Any one who browses the internet looking for things to buy or "window shop" is familiar with ads that follow regardless of one's purchase intent. Known as retargeted marketing, ads that shadow consumers long after they have visited a website can be useful or annoying depending the customer's original intent. Convention in the digital ad world suggests that retargeted ads help keep brands in front of bounced traffic after customers have left a website without buying-in. A mere 2% of visitors to a website "convert" on first sight and retargeting is geared to "help" companies reach the vast majority who wander off, whatever their motivations.
Apropos the foregoing, Forbes has a story on AdRoll, "a part of a wave of ad tech companies whose job is to “retarget” you, or find you later after you’ve looked at something that might suggest you want to make a purchase. It’s a strategy of advertising that only really works if it can follow your browsing from computer to mobile device and back, and it’s a growing sector that’s still very much an open battlefield." AdRoll's success over the years since its launch in 2008 has netted it an additonal $70 million with much of the new money going to expand its product,including mobile platforms, and geographical reach.
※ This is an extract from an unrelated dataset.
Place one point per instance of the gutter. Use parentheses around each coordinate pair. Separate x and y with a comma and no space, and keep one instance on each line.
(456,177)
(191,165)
In expanding into the mobile arena, AdRoll has devoted efforts to as yet unnamed travel search engines where customers who have searched and not clicked through to buy will then find specific ads on their devices. That can have considerable appeal to most of the travel sector from airlines to hotels given how Google's rival Facebook has pitched "how revolutionary the impact mobile Internet has been on media-consumption habits and how much more complicated the “path-to-purchase” is as a result."
Others in the retargeting space include companies with odd monikers like MoPub, recently acquired by Twitter and Facebook which last October announced it was testing a new capability for its Custom Audiences tool that would allow companies to retarget people who visited Web sites or mobile apps. Previously, businesses could only retarget Facebook users through customer email lists and/or phone numbers.
Retargeting of the Facebook variety can provide rich dividends to companies in allied industries: like airlines and hotels. An Expedia report from 2012 noted how airlines are missing out on ancillary revenue, baggage fees notwithstanding, by not offering a seamless hotel booking experience that includes customer preferences like packages and special deals. While there is little evidence that the lacunae on the part of airlines has improved retargeting ads to airline customers based on their profile likely will spur hotel buying that is currently taking place on other sites.